In a letter held at Tate Archive, Helen Lessore explained to Andrews her feelings regarding one of his portraits: ‘Your picture… has the most remarkable quality, that it convinces me that it exists, in the dark while I am asleep, and that things happen in it which I don’t see – that man has been somewhere else in the night – his past and future exist, it is only that its just at the one particular moment he passes the point in the circle where I can see him.’ (Helen Lessore to MA, 2 July 1960 Tate Archive) Although these words were written on 2 July 1960, they could easily apply to this portrait and the series of portraits produced towards the end of Andrews's life. Interior, past, present, and future lives are vividly evoked despite the feeling that these sitters are only partially or elliptically present. In this work, it is unclear whether the red area which forms D’Offay’s backdrop located in a chair or a wall, or is a delocalised patch of colour drifting through the image like one of the artists iconic balloons from his ‘Lights’ series. The feeling of being slightly out of joint, or of drifting between sharp and soft focus, between the firm centre of a memory and its hazy boundaries, is abundantly present in this portrait. The focussing principle remains Andrews’s exploration of his personal relationship with D’Offay.

The relationship between artist and dealer began to deteriorate shortly after this work was completed. The painting’s eloquent, sketch-like hesitancy suggests the cracks may already be apparent. ‘The point’ Andrews mused in an early notebook, ‘is to know where one stands in relation to everything and then to get to know a bit more and then to get into a better relation, into right relation, with everything.’ (Tate catalogue, 2001, p.15) These words place portraiture, as a document and negotiation of a relationship, at the very heart of Andrews’s achievement as a painter. It shows him to be a painter not of life in any public sense but of the psychological landscape he experienced and shared with those around him.

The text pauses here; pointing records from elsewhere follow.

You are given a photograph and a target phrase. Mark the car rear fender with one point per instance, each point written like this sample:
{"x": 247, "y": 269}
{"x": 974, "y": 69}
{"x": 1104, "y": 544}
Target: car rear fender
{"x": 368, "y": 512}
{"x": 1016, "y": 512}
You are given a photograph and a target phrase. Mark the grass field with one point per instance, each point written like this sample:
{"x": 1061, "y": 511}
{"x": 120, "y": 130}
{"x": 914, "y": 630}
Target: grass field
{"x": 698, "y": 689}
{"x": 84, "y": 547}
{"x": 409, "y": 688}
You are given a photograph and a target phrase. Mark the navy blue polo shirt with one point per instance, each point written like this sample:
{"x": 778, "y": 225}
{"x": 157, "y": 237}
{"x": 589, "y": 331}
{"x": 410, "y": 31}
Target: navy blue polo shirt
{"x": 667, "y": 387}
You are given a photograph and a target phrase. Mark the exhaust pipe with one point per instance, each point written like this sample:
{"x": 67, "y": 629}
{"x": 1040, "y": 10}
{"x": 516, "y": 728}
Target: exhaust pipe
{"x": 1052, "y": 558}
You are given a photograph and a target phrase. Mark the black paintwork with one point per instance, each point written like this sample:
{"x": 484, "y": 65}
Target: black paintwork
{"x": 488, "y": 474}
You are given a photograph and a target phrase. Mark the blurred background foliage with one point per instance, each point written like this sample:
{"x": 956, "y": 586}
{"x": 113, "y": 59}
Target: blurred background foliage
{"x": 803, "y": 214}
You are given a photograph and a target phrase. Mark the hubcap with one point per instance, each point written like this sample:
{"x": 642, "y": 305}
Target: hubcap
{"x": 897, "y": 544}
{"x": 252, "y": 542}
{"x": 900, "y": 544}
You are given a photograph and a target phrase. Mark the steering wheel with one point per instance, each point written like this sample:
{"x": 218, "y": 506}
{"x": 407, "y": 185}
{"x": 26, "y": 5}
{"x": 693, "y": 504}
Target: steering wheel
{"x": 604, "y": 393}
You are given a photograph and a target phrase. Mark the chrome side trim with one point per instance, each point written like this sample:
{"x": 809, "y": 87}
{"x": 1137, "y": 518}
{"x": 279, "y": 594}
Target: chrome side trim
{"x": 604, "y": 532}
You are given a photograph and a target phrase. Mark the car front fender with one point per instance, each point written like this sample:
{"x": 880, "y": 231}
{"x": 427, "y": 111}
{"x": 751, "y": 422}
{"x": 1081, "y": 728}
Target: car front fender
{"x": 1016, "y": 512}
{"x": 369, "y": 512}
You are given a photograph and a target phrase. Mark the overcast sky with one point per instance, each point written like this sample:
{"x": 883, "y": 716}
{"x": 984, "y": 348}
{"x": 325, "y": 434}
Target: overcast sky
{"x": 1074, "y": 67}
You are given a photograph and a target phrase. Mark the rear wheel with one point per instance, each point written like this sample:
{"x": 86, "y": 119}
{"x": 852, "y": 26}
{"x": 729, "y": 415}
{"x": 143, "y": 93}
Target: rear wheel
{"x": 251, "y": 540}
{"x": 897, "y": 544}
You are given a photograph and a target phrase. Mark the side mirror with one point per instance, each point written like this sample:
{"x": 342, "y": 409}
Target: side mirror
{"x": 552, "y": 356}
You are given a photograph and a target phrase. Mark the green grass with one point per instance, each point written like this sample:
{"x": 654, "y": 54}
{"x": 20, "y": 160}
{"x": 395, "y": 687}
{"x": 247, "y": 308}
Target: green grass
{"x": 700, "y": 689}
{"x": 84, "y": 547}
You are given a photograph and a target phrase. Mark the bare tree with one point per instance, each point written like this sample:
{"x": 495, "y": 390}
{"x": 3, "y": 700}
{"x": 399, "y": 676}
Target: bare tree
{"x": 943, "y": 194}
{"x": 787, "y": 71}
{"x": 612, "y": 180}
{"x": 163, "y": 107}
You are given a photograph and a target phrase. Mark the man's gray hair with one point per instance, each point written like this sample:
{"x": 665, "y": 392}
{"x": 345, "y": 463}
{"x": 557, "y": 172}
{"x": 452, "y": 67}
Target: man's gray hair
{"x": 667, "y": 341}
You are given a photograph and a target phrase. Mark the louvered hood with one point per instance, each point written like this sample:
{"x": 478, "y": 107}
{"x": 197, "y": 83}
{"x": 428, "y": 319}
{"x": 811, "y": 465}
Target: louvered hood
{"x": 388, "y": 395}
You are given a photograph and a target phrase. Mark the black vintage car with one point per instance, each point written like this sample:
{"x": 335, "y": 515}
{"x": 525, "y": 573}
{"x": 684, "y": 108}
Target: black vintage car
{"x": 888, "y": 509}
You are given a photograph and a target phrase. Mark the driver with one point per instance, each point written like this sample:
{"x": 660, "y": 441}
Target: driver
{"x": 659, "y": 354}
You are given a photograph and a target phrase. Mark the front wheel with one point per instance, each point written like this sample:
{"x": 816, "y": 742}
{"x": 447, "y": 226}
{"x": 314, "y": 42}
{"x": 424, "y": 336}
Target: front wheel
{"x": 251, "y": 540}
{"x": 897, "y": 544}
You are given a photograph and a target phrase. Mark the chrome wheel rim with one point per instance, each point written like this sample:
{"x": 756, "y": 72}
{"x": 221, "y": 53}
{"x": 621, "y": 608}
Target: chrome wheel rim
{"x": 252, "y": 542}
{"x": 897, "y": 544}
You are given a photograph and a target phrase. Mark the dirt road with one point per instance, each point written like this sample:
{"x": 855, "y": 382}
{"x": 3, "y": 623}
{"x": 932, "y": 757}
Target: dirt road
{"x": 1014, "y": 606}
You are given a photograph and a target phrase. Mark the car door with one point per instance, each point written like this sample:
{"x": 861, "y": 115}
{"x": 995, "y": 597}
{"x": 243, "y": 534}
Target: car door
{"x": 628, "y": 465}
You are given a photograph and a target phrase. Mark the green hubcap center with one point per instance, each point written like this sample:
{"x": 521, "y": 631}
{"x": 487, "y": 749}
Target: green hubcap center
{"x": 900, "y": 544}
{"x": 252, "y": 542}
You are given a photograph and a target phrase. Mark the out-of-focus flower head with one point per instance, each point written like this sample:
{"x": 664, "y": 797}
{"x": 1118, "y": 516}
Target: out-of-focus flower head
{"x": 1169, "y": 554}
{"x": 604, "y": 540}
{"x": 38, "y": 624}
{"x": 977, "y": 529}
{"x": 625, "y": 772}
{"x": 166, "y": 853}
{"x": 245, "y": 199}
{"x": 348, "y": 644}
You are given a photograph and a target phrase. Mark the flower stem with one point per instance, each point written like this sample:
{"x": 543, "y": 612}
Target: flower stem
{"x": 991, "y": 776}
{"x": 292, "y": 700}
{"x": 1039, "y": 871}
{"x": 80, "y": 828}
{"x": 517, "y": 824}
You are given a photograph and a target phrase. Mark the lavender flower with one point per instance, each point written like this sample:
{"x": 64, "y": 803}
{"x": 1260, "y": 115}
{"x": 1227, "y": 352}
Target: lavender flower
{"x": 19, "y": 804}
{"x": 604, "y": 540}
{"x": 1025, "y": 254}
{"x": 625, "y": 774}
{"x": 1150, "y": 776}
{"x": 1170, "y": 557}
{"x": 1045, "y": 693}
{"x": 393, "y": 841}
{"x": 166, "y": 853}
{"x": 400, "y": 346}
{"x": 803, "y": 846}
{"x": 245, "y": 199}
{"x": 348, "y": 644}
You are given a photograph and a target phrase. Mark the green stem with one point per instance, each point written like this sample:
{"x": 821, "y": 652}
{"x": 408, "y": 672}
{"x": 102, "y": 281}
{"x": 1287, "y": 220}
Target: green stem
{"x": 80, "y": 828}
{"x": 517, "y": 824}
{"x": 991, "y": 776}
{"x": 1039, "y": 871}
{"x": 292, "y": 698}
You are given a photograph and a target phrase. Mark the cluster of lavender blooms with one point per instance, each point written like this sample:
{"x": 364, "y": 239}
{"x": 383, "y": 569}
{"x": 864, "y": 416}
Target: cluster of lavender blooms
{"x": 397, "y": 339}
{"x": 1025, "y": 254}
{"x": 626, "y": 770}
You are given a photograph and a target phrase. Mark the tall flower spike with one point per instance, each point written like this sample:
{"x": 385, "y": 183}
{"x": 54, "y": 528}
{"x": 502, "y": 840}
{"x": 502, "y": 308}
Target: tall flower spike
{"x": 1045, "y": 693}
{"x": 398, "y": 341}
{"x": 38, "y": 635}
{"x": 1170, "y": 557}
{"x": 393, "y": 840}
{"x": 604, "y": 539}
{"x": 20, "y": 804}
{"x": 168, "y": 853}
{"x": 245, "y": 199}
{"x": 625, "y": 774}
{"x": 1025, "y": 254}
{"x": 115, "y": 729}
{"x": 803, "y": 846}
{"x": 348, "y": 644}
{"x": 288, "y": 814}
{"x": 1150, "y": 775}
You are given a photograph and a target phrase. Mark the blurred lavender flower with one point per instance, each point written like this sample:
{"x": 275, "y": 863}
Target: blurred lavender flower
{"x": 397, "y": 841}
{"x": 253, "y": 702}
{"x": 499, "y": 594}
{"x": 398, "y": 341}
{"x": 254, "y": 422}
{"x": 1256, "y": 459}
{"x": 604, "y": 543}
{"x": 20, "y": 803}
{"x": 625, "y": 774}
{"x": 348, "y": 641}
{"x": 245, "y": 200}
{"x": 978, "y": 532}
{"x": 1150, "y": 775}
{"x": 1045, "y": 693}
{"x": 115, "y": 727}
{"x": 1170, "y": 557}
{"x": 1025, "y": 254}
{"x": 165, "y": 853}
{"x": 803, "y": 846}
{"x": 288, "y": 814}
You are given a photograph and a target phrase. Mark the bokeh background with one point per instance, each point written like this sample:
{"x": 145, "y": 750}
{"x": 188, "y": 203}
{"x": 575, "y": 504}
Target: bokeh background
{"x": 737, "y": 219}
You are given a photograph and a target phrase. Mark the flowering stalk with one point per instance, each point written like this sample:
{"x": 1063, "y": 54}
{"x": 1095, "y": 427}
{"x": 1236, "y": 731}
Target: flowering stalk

Michael Andrews was born in 1928 in Norwich, England, and died in London in 1995. He gained a BFA from the Slade School in 1953, and was a member of the "Norwich Twenty" group as well as being associated with the circle of painters supported by Helen Lessore at the Beaux Arts Gallery, London and later described by R.B. Kitaj as the School of London. Those close contempories included Francis Bacon, Lucian Freud, Frank Auerbach and Leon Kossoff. Together they became know for exploring the potential of human figure in art, often painting from life in innovative style that tested the limits of their medium. However, Andrews is somewhat unsusal within this group as the majority of his paintings after 1970 are devoid of people. Initially his work was associated with post-war existentialism but through subsequent decades, as landscape became and increasingly dominant presence in his work, a diffuse atmosphere of a heightened or dreamlike reality came to characterise Andrews’s style. Often working in distinct series, certain themes occupied Andrew through the seventies and eighties including Ayers Rock following a visit to Australia and experiences of aboriginal culture, and the Scottish landscape experienced through deer stalking. He died of cancer at the age of 67 and is now hailed as one of the most significant British artists of the post-war era. Institutional collections in which his work features include Metropolitan Museum of Art, New York; National Gallery of Victoria, Melbourne; The Whitworth, The University of Manchester; Museo Thyssen-Bornemisza, Madrid; Arts Council Collection, Southbank Centre, London; Calouste Gulbenkian Museum, Lisbon; and Scottish National Gallery of Modern Art, Edinburgh.